2 min readMar 19, 2024
Ilustrasi: Flickr (gingerlillytea)

“It’s supposed to be fun turning 21.”

Sudah lebih dari 60 hari aku memasuki laman 21. Pintu apa saja yang ku masuki? Pintu apa saja yang ku lewati? Berapa banyak?

Perayaan kali ini tidak diwarnai corak cerah berseri, apalagi tawa lepas tanpa resah. Hari itu … seperti yang kukatakan, tidak ada perayaan. Sambutan yang aku dapatkan ialah ragam cerita dalam 24 jam yang tidak dapat diduga. Dari situ juga menjadikannya semakin tidak disangka-sangka untuk cerita-cerita berikutnya.

24 jam, satu minggu, satu bulan, hingga sudah lebih dari 60 hari aku menemukan banyak cerita. Aku merasakan banyak emosi: kepiluan, bahagia, amarah, tangis, hilang arah dan sebagainya. Aku menemukannya dalam waktu yang tidak singkat dan tidak lama. Semuanya terjadi, semuanya terjadi.

Pada hari pertama, aku menyesali pintu-pintu ekspektasi yang aku buka tanpa ragu. Ekspektasi pada mereka yang katanya paling menyayangiku, seharusnya tidak pernah kubuka.

Pada hari kedua, aku menyesali pintu ruang tunggu yang selalu kumasuki sepanjang waktu tanpa peduli betapa lelahnya.

Pada hari ketujuh, akhirnya aku mencoba keluar dari ruang tunggu tidak berguna itu. Aku mencoba melarikan diri. Namun, kakiku terperangkap.
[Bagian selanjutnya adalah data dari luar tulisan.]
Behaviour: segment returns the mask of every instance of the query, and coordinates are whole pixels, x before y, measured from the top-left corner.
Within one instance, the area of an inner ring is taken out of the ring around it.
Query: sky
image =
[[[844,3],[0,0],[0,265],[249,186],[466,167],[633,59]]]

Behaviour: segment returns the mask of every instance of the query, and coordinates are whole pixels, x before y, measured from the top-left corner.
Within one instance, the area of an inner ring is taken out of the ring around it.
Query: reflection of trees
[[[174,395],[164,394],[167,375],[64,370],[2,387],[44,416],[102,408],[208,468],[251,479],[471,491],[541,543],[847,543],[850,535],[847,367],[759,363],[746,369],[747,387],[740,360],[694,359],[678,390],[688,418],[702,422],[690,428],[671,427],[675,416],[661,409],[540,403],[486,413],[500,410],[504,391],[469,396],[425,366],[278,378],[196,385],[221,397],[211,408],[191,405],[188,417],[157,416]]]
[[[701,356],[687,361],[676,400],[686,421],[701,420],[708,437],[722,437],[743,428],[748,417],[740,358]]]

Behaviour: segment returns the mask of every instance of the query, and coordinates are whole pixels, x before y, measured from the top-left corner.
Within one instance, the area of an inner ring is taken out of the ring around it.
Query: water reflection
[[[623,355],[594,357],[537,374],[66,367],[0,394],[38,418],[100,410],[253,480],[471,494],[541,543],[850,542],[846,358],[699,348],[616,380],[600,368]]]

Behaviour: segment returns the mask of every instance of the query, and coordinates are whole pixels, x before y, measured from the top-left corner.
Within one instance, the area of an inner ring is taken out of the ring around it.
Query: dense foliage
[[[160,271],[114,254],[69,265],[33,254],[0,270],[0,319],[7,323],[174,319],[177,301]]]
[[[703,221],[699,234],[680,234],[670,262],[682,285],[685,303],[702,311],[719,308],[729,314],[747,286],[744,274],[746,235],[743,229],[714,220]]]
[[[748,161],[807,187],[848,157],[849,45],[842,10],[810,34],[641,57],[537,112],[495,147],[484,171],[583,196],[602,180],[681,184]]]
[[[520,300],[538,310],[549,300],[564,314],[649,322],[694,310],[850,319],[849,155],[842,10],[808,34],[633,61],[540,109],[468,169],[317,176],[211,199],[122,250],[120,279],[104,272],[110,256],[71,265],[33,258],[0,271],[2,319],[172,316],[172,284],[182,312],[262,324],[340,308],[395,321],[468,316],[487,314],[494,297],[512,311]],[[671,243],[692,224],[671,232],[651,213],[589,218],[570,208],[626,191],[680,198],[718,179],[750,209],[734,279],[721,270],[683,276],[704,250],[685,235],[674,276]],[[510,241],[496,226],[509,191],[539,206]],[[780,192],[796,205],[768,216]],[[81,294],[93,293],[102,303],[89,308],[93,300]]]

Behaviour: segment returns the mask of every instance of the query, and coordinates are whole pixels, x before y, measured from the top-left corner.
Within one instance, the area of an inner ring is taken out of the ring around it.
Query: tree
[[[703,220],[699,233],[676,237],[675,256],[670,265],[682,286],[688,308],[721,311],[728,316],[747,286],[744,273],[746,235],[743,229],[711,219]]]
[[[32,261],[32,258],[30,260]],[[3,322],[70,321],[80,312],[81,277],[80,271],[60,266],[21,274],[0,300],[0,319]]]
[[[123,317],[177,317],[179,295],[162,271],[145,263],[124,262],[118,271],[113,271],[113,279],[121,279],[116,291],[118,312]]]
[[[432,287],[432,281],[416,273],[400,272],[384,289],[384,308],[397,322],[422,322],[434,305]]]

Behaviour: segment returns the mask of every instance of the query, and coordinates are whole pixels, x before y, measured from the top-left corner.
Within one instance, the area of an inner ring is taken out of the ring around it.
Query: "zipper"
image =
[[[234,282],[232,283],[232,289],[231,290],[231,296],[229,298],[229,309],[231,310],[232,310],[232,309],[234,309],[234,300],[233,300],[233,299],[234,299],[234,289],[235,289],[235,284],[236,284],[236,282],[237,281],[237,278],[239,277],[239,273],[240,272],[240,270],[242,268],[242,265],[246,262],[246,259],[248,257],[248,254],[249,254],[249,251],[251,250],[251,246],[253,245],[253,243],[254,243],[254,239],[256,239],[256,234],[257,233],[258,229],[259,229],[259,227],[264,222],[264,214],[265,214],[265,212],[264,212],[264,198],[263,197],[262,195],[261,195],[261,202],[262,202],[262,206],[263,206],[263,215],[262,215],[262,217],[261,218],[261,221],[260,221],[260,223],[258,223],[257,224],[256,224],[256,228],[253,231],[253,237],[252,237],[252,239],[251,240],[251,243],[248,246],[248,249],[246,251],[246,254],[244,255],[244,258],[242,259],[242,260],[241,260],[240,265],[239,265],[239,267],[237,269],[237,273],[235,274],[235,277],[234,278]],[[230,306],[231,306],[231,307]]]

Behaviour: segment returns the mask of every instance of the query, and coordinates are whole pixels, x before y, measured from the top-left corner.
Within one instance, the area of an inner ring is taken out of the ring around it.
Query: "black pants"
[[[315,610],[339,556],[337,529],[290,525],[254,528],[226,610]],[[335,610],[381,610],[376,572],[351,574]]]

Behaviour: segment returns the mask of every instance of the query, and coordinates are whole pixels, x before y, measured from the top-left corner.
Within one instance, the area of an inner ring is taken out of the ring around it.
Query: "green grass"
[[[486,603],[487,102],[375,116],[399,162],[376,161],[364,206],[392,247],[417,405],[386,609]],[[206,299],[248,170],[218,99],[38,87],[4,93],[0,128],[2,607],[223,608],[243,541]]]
Ada yang menariknya — sangat berat, bahkan terlalu berat. Aku tidak mampu, aku kembali masuk dan menjelma menjadi si bodoh.
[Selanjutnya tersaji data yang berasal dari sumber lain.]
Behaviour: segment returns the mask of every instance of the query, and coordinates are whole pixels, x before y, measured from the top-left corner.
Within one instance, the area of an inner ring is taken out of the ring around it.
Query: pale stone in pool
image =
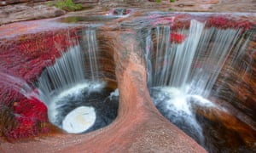
[[[67,133],[79,133],[93,126],[96,118],[93,107],[78,107],[66,116],[62,122],[62,128]]]

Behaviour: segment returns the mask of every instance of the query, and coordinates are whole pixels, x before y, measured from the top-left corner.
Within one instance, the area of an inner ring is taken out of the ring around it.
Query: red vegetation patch
[[[4,135],[9,139],[27,138],[49,132],[49,128],[44,126],[48,122],[47,108],[38,99],[23,99],[15,102],[13,111],[17,126],[6,131]]]
[[[75,45],[76,42],[76,29],[23,35],[3,40],[0,42],[0,70],[26,82],[33,82],[44,68],[52,65],[61,52]],[[2,130],[7,139],[28,138],[49,131],[45,126],[48,122],[46,106],[36,99],[27,99],[12,85],[0,84],[0,111],[3,106],[9,107],[9,113],[14,115],[11,122],[4,118],[3,121],[7,124],[15,122],[13,125],[3,125],[9,127]],[[9,115],[5,114],[3,117]]]
[[[227,28],[235,28],[235,29],[242,29],[242,31],[251,30],[255,24],[251,21],[244,20],[242,19],[235,20],[235,19],[228,19],[224,16],[212,16],[207,20],[207,26],[218,27],[220,29],[227,29]]]
[[[185,40],[185,36],[179,33],[172,32],[170,34],[170,41],[176,43],[181,43]]]

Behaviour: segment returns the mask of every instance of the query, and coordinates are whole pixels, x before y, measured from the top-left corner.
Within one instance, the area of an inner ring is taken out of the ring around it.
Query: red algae
[[[15,102],[13,106],[17,126],[5,132],[8,139],[22,139],[49,131],[44,127],[48,122],[47,108],[38,99],[23,99]]]
[[[76,29],[21,35],[4,40],[0,45],[1,71],[23,78],[26,82],[35,82],[46,66],[52,65],[61,52],[76,42]],[[29,138],[49,132],[49,128],[45,126],[49,122],[47,108],[42,102],[35,98],[28,99],[11,86],[1,84],[0,87],[0,111],[3,110],[2,107],[7,106],[9,113],[2,120],[13,122],[10,123],[13,126],[1,132],[7,139]],[[8,119],[10,114],[14,117]]]
[[[186,37],[183,34],[172,32],[170,34],[171,42],[174,42],[176,43],[181,43],[185,40]]]

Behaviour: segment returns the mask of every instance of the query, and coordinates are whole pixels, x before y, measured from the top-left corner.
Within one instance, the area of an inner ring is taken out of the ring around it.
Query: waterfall
[[[82,43],[86,47],[86,53],[82,52],[80,44],[71,47],[61,54],[61,57],[55,60],[54,65],[47,67],[42,73],[38,79],[38,89],[41,100],[46,105],[49,105],[53,95],[57,95],[86,80],[96,82],[99,78],[96,30],[83,31]],[[89,62],[85,61],[87,59],[84,54],[89,54]]]
[[[49,122],[68,133],[82,133],[94,125],[95,109],[79,104],[91,92],[101,93],[106,84],[99,80],[96,30],[82,35],[81,45],[63,52],[38,79],[40,99],[47,105]],[[88,113],[81,114],[84,110]],[[84,122],[87,126],[82,126]]]
[[[172,41],[173,32],[184,40]],[[207,28],[193,20],[189,30],[157,26],[146,34],[148,86],[153,101],[164,116],[202,146],[204,136],[194,109],[217,107],[207,98],[231,53],[234,58],[229,65],[242,54],[245,43],[240,34],[240,30]]]
[[[170,26],[155,28],[155,50],[152,49],[151,31],[148,34],[145,56],[148,87],[177,88],[186,94],[207,97],[235,45],[236,52],[241,52],[237,47],[241,42],[236,44],[241,31],[207,29],[203,23],[191,20],[189,31],[178,31],[187,37],[180,44],[172,42],[172,32]]]

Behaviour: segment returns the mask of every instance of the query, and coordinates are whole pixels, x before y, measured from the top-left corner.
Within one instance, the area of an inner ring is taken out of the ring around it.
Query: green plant
[[[76,11],[82,9],[81,4],[76,4],[73,2],[73,0],[57,0],[56,3],[54,3],[54,6],[67,11]]]

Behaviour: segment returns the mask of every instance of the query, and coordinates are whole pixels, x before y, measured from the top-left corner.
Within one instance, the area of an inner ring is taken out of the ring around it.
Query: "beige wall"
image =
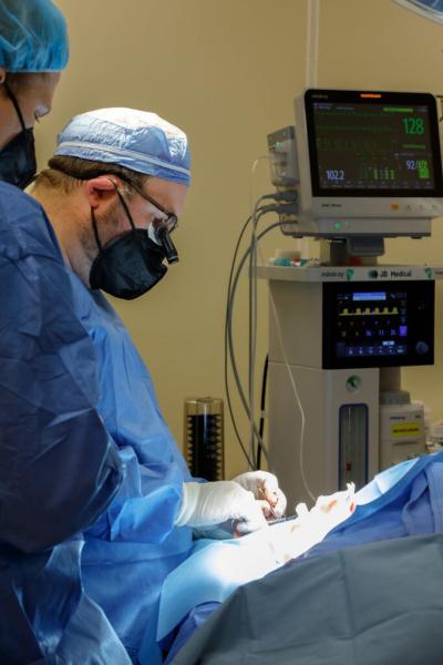
[[[123,105],[156,111],[182,126],[193,149],[193,187],[176,241],[181,263],[152,294],[114,301],[157,388],[178,442],[187,396],[223,396],[225,289],[231,252],[251,196],[269,188],[266,135],[292,122],[305,85],[305,0],[56,0],[68,18],[72,58],[52,115],[42,123],[40,161],[71,115]],[[319,85],[443,92],[443,28],[390,0],[320,0]],[[275,235],[265,254],[287,245]],[[432,241],[395,242],[389,258],[443,262]],[[264,289],[262,289],[264,290]],[[265,291],[261,296],[266,306]],[[245,310],[245,296],[239,299]],[[440,304],[441,305],[441,304]],[[239,331],[246,318],[238,317]],[[439,313],[439,337],[441,338]],[[260,362],[266,311],[260,317]],[[405,385],[443,416],[441,344],[434,369]],[[240,355],[245,366],[246,347]],[[241,459],[227,427],[228,474]]]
Satu pekan setelahnya, si bodoh berhasil lepas dari belenggu. Namun, pintunya belum terbuka. Pintunya berusaha keras menahannya meskipun terlalu banyak lubang cahaya untuk membantunya — ia masih terjebak. Rasa bersalah, tidak berdaya, peduli yang terlalu penuh. Berlebihan, berlebihan.

Dua pekan setelahnya, pintu itu berhasil dihancurkan. Si bodoh mendapat bantuan dengan ganjarannya, yaitu kewarasannya. ‘Bagaimana?’ ‘Mengapa?’ Menjadi pertanyaan yang memenuhi kepalanya 24 jam selama 30 hari.

Satu bulan kemudian, apalagi? Apalagi kali ini? Hukuman? Begini kah cara semesta menghukum si bodoh yang terperangkap tipuan dunia? Begini kah cara takdir mempermalukan si bodoh agar semakin tenggelam dalam duka? Entah benar atau tidak, entah pantas atau tidak, entahlah. Mungkin memang sudah sepantasnya, mungkin memang begitulah jalannya, sebab terlena pada kebahagiaan semu berbalut rayu.

Namun, tenang saja. Si bodoh ini akhirnya terbebas dari ragam jeratan yang menjebaknya. Si bodoh ini tidak lagi peduli pada bisingnya kegilaan. Si bodoh ini, tidaklah bodoh.

67. Enam. Puluh. Tujuh. Enam puluh tujuh untuk dua puluh satu. Semua sudah berakhir. Masih ada banyak cita dan cinta, masih ada banyak peluk dan tawa, masih ada banyak sapaan penuh hangat, masih ada banyak cerita riang gembira, masih ada genggaman tanpa ragu, masih ada kejujuran lainnya tanpa tipuan yang aku temui dalam 67 hari — juga untuk esok dan seterusnya. Maka dari itu ….

Selamat merayakan 21 dengan sebenar-benarnya bahagia.